Some justified their objections with biblical quotations. Didn't Jesus say
that the poor would be with us always? "Yes," Day once replied, "but we
are not content that there should be so many of them. The class structure
is our making and by our consent, not God's, and we must do what we can to
change it. We are urging revolutionary change."
The Catholic Worker also experimented with farming communes. In 1935 a
house with a garden was rented on Staten Island. Soon after came Mary Farm
in Easton, Pennsylvania, a property finally given up because of strife
within the community. Another farm was purchased in upstate New York near
Newburgh. Called the Maryfarm Retreat House, it was destined for a longer
life. Later came the Maurin Peter Farm on Staten Island, which later moved
to Tivoli and then to Marlborough, both in the Hudson Valley. Day came to
see the vocation of the Catholic Worker was not so much to found model
agricultural communities as rural houses of hospitality.

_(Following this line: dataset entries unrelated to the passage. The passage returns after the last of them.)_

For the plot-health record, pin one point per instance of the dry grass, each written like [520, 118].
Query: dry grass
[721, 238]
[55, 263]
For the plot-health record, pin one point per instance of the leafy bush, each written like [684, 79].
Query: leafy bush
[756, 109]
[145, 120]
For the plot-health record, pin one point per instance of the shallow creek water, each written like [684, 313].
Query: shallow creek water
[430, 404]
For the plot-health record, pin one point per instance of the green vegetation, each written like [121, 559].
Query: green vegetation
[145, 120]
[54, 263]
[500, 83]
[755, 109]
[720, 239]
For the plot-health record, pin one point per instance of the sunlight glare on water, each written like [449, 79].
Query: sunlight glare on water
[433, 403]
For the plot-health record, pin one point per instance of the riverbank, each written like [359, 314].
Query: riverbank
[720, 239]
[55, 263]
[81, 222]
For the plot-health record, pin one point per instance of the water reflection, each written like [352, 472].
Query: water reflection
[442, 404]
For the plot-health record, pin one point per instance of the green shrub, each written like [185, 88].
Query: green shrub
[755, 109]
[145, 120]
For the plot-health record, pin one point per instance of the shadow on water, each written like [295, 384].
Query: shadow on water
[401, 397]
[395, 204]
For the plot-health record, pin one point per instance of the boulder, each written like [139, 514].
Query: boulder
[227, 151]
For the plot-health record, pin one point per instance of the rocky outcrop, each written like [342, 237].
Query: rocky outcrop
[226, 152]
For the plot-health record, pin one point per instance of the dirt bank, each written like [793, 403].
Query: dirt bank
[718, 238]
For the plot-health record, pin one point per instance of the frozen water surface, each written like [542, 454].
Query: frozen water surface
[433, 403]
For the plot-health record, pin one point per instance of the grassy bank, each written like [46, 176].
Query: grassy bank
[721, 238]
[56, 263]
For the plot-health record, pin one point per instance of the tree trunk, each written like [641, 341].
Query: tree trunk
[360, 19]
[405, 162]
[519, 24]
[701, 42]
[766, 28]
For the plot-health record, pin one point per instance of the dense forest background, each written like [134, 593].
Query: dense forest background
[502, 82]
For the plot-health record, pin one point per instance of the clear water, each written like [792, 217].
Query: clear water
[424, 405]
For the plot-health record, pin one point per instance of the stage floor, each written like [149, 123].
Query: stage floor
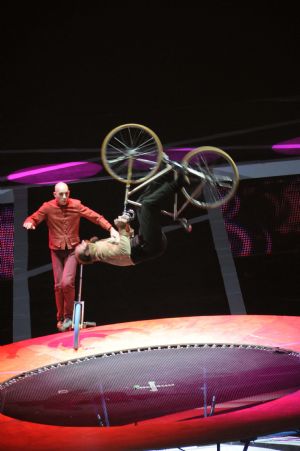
[150, 384]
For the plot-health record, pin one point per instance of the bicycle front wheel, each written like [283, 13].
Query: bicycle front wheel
[131, 153]
[213, 177]
[77, 318]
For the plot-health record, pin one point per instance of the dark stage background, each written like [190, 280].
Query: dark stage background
[222, 75]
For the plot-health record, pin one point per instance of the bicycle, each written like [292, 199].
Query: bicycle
[133, 154]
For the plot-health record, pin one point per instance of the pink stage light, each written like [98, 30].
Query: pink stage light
[44, 174]
[290, 147]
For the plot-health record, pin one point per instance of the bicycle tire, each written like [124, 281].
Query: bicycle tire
[131, 153]
[213, 176]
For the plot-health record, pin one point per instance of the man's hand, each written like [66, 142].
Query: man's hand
[29, 225]
[114, 234]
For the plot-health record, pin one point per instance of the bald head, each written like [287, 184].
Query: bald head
[61, 193]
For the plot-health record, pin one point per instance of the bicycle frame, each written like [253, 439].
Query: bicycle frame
[175, 215]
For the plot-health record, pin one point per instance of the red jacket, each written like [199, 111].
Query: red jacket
[63, 222]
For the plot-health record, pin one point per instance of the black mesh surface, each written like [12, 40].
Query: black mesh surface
[134, 385]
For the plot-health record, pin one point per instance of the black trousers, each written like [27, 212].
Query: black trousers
[151, 242]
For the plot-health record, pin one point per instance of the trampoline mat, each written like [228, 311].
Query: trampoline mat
[134, 385]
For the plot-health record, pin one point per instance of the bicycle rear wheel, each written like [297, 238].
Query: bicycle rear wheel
[213, 177]
[77, 320]
[131, 153]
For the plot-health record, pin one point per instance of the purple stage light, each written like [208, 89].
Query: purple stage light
[290, 147]
[44, 174]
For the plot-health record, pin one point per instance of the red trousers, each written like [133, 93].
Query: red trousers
[64, 266]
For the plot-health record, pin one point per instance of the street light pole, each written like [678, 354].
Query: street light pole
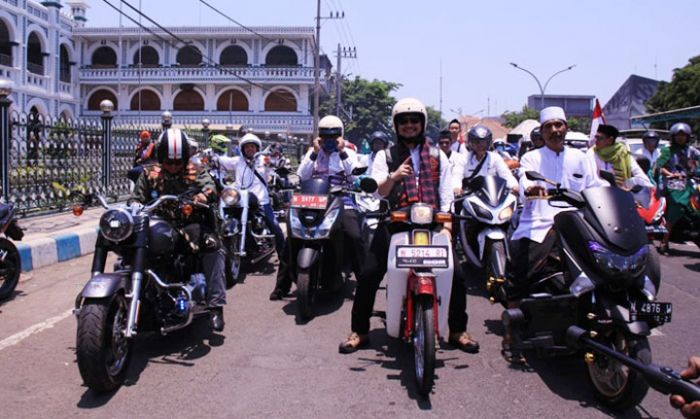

What got Day into the most trouble was pacifism. A nonviolent way of life,
as she saw it, was at the heart of the Gospel. She took as seriously as
the early Church the command of Jesus to Maurin: "Put away your sword, for
whoever lives by the sword shall perish by the sword."
For many centuries the Catholic Church had accommodated itself to war.
Popes had blessed armies and preached Crusades. In the thirteenth century
St. Francis of Assisi had revived the pacifist way, but by the twentieth
century, it was unknown for Catholics to take such a position.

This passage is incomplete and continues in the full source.